Boris Johnson, London Mayor has today announced an increase in business taxes for all London businesses with revenues in excess of £55,000. The charge will apply from April 2010 across all thirty three London Boroughs. This increase represents the full two pence in the pound increase on business rates he is allowed to levy. The fee, will contribute £4.1 billion towards the £15.9 billion Crossrail commuter line. The levy is scheduled to apply for thirty one years. It will be paid by 46,500 medium and large firms but eighty per cent of London firms will not be charged.
I welcome the empowerment of local politicians to make decisions about the appropriate level of taxation in their area. However, as a London voter I do question the value of a tax hike on London business in a time of economic recession. This increase comes on top of the fare increases the mayor has already announced in the cost of bus and tube travel in London this year.

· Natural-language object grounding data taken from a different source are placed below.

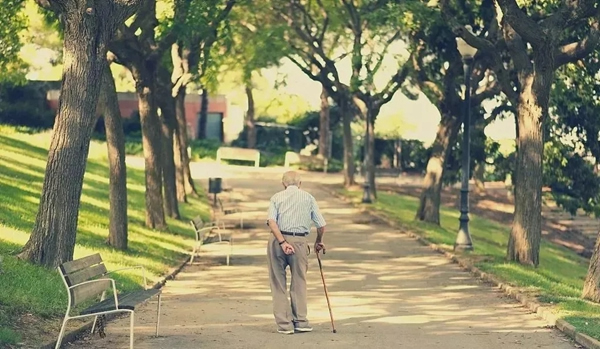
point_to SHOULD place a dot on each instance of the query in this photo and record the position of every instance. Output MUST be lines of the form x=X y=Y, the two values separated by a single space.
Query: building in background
x=217 y=125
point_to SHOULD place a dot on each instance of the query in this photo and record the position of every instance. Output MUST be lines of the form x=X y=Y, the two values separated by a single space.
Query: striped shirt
x=294 y=210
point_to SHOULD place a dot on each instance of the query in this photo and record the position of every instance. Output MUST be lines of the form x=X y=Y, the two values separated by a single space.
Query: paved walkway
x=386 y=290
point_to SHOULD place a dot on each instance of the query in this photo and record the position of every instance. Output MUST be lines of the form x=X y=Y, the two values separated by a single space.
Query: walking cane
x=325 y=288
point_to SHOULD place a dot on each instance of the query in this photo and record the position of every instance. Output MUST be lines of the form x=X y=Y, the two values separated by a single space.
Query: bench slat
x=85 y=292
x=126 y=301
x=82 y=263
x=86 y=274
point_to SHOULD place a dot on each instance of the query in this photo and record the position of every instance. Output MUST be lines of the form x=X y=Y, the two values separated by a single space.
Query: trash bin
x=214 y=185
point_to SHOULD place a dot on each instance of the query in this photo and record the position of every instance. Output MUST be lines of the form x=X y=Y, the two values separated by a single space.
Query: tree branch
x=570 y=13
x=522 y=24
x=578 y=50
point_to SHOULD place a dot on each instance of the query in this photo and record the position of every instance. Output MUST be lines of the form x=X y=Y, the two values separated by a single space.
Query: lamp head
x=466 y=51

I accept that the Mayor faced a deficit in Transport for London (TFL) finances inherited from the last administration. A deficit he attributes to the decision of the former Mayor Ken Livingstone to hold down tube fares in the year before the 2008 Mayoral election (a decision which Boris Johnson describes as ‘cynical’). However, there are better ways of reducing the deficit and funding necessary capital expenditure than increasing taxes.

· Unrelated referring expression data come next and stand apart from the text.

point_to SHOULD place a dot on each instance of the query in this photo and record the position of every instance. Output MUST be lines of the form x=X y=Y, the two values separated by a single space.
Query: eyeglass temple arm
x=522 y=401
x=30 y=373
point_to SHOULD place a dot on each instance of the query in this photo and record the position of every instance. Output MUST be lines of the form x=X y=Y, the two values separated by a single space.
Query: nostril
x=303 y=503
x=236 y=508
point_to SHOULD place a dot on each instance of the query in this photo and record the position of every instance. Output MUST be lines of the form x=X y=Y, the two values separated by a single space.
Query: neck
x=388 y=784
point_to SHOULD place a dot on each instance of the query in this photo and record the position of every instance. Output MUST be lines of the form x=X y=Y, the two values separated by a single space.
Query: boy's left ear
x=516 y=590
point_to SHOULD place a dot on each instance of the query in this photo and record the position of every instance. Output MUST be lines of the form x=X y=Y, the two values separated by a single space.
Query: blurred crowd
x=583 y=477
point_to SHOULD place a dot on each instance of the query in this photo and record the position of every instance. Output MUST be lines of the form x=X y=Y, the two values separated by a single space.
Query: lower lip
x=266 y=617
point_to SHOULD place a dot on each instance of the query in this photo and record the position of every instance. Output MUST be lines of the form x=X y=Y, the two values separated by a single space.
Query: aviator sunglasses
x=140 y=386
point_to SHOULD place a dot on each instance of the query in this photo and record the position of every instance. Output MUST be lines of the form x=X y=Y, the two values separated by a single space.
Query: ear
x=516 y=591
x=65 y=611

In 2010/11 the London Mayor has discretion over a £126.1 million budget and oversight over a budget of £3.25 billion. The savings Boris Johnson identified in 2009 were welcome but they amount to less than ten per cent of his budget (£7.5 million per annum). Instead of increasing taxes on business and charges on commuters perhaps the Mayor could consider the following:
- Further cutting the costs of running City Hall.
- Funding Crossrail through private investment and having it run as a private enterprise.
- Identifying assets which could be privatised to raise the necessary funds.
In the interests of fairness Harry Phibbs at ConservativeHome has listed 100 achievements of Boris Johnson since the latter became Mayor which readers may be interested in.
The views expressed above are my own and do not reflect the corporate policy of the LGiU or its component members.